At the same time, frozen food marketers are increasingly squaring off directly against fresh foods with “fresh” positioning – for example, citing research that demonstrates that frozen produce is as nutritious (in some cases even more nutritious) than fresh produce, notes Packaged Facts publisher David Sprinkle.

Visible examples include Pinnacle Foods’ Birds Eye Steamfresh line of steamable vegetables and side dishes, and ConAgra’s Healthy Choice Steaming Entrées (packed in clear plastic trays to show off the colorful, “frozen-at-the-peak-of-freshness” vegetables, with “fresh taste,” inside).

Makers are of course also offering a rapidly growing number of new product lines, sub-brands and varieties that meet consumer demand for lower fat, lower calories and other healthier profiles, as well as dietary needs or preferences such as gluten-free and vegetarian. In addition, “better-for-you” reformulations of existing products are increasingly common, points out the report. 

As supermarket and other retail chains aggressively expand their premium (as well as “value”) private-label offerings, frozen food brands, like other categories, will have to work even harder to focus their portfolios, differentiate themselves and woo new and growing customer segments, as well as those (like families with children) already more likely to buy frozen foods. 
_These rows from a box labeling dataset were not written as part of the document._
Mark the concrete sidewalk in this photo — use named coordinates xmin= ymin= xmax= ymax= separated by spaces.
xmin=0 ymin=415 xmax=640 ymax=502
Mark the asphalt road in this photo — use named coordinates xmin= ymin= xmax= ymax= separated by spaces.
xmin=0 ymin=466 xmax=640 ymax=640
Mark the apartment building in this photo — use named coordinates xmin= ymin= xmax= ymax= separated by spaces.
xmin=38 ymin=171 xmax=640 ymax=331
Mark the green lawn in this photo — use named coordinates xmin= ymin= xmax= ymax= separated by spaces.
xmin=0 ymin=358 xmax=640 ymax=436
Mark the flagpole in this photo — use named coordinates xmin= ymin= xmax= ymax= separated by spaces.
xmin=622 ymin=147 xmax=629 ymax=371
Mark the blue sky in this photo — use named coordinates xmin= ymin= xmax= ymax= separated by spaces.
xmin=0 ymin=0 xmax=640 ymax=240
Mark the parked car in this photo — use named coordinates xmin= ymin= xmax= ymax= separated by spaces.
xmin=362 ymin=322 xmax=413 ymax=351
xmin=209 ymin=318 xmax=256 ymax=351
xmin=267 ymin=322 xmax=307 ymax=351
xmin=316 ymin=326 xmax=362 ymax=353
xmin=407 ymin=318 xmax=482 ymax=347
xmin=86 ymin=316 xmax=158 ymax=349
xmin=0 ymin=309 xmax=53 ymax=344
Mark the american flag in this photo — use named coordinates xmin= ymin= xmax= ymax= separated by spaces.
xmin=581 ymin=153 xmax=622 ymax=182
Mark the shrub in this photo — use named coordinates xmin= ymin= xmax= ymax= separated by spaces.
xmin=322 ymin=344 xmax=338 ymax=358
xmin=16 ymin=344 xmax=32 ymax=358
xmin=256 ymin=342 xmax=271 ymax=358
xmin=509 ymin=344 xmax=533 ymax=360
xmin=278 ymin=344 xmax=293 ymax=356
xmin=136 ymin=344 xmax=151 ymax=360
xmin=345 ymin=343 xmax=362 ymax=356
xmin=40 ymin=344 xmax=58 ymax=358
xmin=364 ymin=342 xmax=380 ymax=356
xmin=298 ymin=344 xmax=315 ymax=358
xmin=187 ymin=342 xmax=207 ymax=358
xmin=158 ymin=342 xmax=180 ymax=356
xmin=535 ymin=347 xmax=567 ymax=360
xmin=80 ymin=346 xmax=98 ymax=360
Private label already accounts for about 20% of all frozen food sales, per SymphonyIRI. And although brands still heavily dominate sales of some classifications (notably, frozen single-serve dinners and entrées), a growing number of retailers are pushing their private-label programs beyond the more “generic” categories like frozen fruit and vegetables, where private-label penetration is currently highest, reports Packaged Facts.